|2.7 million working-age Ohioans report difficulties with technology in workplace|
|Friday, February 28, 2014 3:43 PM|
COLUMBUS – According to Connect Ohio’s recently published report, Training Ohio’s Workforce—Bringing Digital Skills to the Workplace, more than 2.7 million working-age Ohio adults say they would have difficulty completing computer-related tasks required by most employers, while two-thirds of Ohio businesses (67%) use broadband and need employees who can use it effectively.
Nationally, 70% of businesses consider it “important” or “very important” for employees to have some Internet skills. Many Ohio adults lack the digital skills that employers are seeking — one in eight Ohio households that do not subscribe to broadband cite a lack of digital literacy skills as a main reason for not subscribing.
“In Columbus, we don’t have a problem creating jobs. We have a problem filling jobs,” said Mayor Michael B. Coleman. “We must train our people to give them skills that will allow them to participate in our economic success.”
Of the 7.2 million Ohio adults below retirement age, 38% say they would have difficulty completing at least one of the following tasks:
• Creating or editing a spreadsheet (33%)
• Going online using a mobile device (14%)
• Using word processing software (13%)
• Sending or receiving an e-mail (7%) without assistance.
That represents more than 2.7 million working-age Ohio adults who would have difficulty in performing at least one of these tasks.

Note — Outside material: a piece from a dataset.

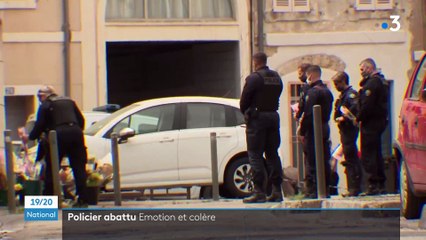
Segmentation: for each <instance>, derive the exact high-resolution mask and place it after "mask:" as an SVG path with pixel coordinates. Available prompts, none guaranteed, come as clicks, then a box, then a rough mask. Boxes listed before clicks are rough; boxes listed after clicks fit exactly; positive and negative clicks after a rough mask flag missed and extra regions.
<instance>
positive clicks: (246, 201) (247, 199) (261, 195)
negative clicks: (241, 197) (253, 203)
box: [243, 192, 266, 203]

“Providing Ohioans with basic digital literacy training and connecting them to the Internet delivers the opportunity needed to bridge the ‘digital divide’ and allows for Ohioans to compete on a national and global level,” said Stu Johnson, executive director of Connect Ohio. “Technical skills in the workplace have already become a requirement and the trend towards a virtual workplace has taken off and will only continue to grow. The proper technical skills can provide anyone, regardless of location, a wealth of endless career opportunities.”

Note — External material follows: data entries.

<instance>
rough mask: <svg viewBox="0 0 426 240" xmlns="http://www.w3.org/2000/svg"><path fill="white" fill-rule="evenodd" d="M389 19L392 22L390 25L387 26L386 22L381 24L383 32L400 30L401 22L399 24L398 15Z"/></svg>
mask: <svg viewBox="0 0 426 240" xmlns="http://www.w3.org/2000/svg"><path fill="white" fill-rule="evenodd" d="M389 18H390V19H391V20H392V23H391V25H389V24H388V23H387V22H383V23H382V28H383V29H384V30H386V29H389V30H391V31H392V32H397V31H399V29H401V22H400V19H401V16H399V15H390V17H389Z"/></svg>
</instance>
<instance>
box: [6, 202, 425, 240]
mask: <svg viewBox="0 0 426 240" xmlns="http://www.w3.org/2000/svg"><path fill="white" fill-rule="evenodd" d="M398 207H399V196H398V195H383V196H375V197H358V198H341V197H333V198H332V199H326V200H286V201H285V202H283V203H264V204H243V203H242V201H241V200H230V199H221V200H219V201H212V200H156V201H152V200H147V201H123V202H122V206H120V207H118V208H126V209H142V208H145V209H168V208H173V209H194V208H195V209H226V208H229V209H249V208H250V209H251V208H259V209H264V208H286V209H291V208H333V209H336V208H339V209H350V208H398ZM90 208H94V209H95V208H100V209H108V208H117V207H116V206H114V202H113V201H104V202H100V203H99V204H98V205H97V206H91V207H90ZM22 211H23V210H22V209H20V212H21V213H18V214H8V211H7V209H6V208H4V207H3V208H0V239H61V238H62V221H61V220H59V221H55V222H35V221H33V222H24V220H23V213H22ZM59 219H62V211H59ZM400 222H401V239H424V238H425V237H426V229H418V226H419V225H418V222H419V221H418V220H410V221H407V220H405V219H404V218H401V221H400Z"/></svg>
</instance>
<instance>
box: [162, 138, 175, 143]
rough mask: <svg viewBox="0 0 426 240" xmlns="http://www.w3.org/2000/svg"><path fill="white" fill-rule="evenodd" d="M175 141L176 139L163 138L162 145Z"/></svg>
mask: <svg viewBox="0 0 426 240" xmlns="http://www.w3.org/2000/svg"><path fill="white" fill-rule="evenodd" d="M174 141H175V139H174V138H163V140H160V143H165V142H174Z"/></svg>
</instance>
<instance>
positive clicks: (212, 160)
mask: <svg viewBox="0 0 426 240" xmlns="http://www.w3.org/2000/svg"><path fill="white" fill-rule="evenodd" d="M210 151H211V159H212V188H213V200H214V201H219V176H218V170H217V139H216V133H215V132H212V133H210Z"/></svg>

Additional key findings from this report include:
• Nationally, 70% of businesses consider it “important” or “very important” for employees to have some Internet related skills, yet 40% report that they have a difficult time finding employees with the necessary technical skills.
• Many Ohio adults lack the digital skills that employers are seeking — one in eight Ohio households that do not subscribe to broadband cite a lack of digital literacy skills as their main reasons for not subscribing.
• More than 2.7 million working-age Ohio adults would have difficulty completing computer-related tasks that many employers require.
• One in three working-age Ohio adults (33% of adults age 18-64) say it would be “difficult” or “very difficult” for them to use a computer to create or edit a spreadsheet without assistance from someone else.